In a speech to her Conservative Party's Scottish conference in Glasgow, May questioned the Scottish National Party's record in government, while reiterating her stance that there should not be another independence referendum.
That reflected political nerves over Scotland and the launch of negotiations over the terms of Britain's departure from the trading bloc, planned by the prime minister for this month. Along with a handful of weaker economic figures, those worries have spurred six days of losses for the pound against the dollar - its longest losing streak since December 2015, when markets began to price in the risk of a Brexit vote.
Commerzbank strategist Thu Lan Nguyen said Friday's moves were driven chiefly by data, but also reflected broader nerves over how the Brexit process will play out.
"The drop (in sterling) was mainly driven by the weaker PMI figures, which basically underlined that resilience we've seen so far in the economy is not sustainable," she said.
"The figures are just a confirmation of concerns that the economy may now be feeling the impact of the Brexit referendum."
The Markit/CIPS index of sentiment among purchasing managers at British services companies fell to 53.3 from 54.5 in January, its weakest level since September and below the consensus forecast of 54.1 in a Reuters poll of economists.
The data release drove the pound as much as 0.4 percent lower against the dollar to a seven-week low of $1.2215.
Against a broadly stronger euro, sterling fell 0.6 percent to 86.16 pence, having traded at a four-week low of 86.25 pence soon after the PMI was released.
Sterling has fallen 1.5 percent this week on the Bank of England's broader index of its strength, having fallen through support around $1.24 and then $1.23.

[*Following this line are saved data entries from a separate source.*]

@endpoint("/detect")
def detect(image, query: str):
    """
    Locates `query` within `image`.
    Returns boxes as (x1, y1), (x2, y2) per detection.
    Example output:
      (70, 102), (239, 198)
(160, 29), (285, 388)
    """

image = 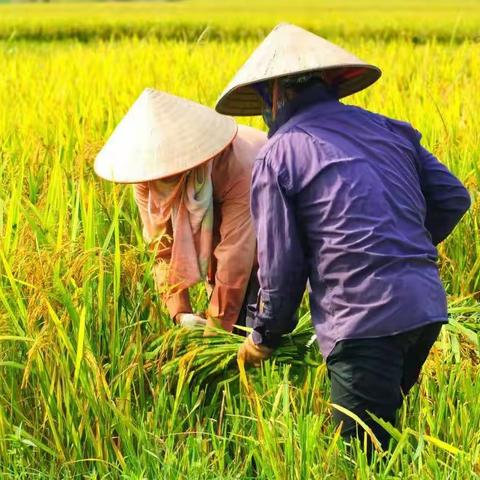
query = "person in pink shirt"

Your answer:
(95, 88), (266, 331)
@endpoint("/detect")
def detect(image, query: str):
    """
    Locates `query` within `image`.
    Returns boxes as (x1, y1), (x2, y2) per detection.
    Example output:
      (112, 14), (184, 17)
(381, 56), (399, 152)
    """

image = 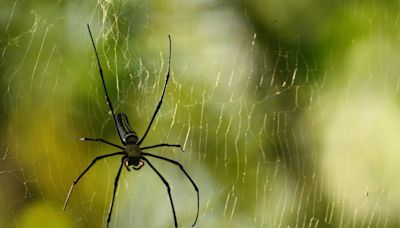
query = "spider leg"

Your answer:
(63, 151), (125, 210)
(87, 24), (124, 144)
(142, 153), (199, 227)
(138, 35), (172, 146)
(142, 157), (178, 228)
(106, 159), (124, 228)
(140, 143), (184, 152)
(79, 137), (124, 150)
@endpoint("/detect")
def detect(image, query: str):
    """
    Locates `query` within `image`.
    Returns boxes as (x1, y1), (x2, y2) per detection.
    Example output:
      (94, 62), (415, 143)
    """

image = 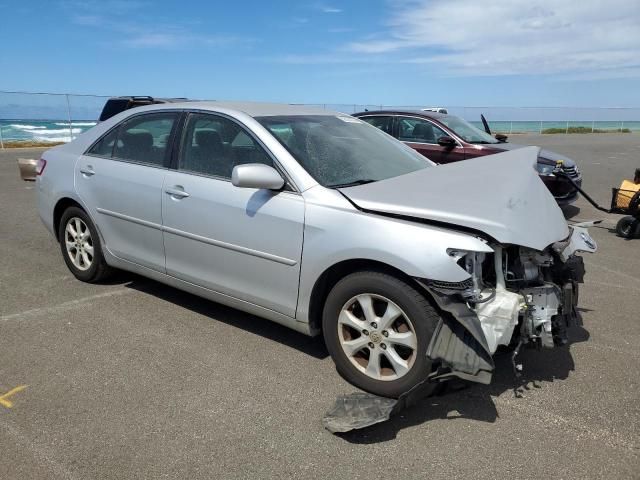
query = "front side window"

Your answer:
(112, 113), (178, 166)
(438, 115), (499, 144)
(398, 117), (448, 144)
(360, 116), (393, 135)
(257, 115), (431, 188)
(179, 113), (272, 179)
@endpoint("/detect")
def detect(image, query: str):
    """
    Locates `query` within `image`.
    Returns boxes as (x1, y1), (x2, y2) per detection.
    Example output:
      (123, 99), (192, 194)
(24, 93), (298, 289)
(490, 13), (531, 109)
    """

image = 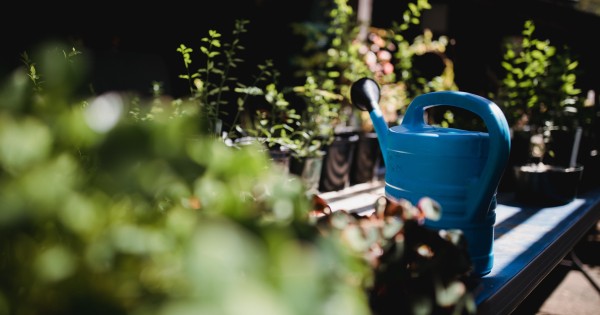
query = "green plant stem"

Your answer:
(228, 64), (270, 136)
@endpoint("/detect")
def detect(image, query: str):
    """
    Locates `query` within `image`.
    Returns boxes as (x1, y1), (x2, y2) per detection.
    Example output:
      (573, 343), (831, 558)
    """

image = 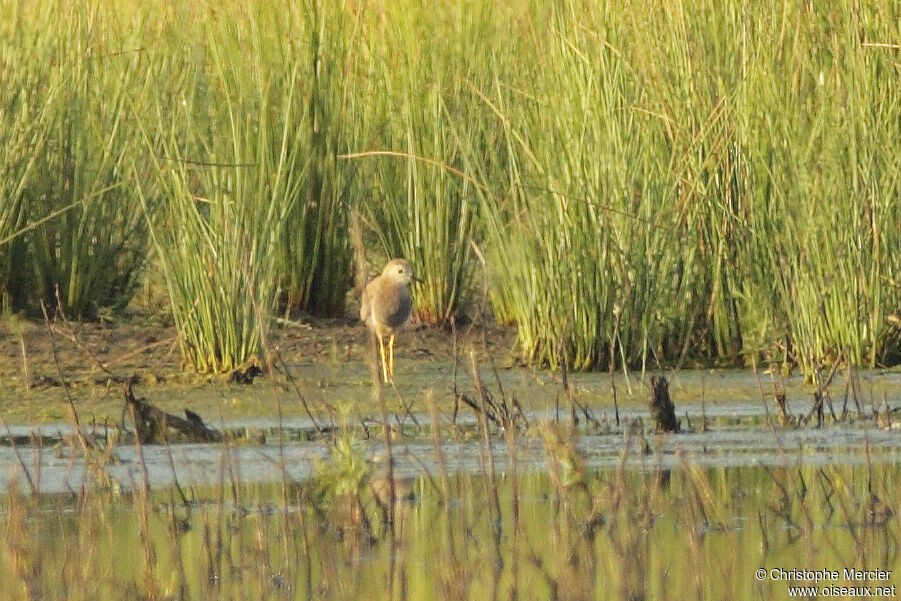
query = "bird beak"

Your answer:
(412, 275), (423, 284)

Friday's survey added to data suggesting investment and the economy at large is finally beginning to slow following June's vote to leave the EU, which has already knocked around one-fifth off the value of the pound, in turn pushing up inflation.
"Whilst the headline figures won't cause panic for the Bank of England, (Governor) Carney's warning of the delayed reaction of last year's Brexit vote could really be kicking into gear, ironically just as Article 50 is to be triggered," said Alex Lydall, Head of Dealing at corporate broker Foenix Partners.
"(Rising inflation) doesn't bode well for importers in the short-term."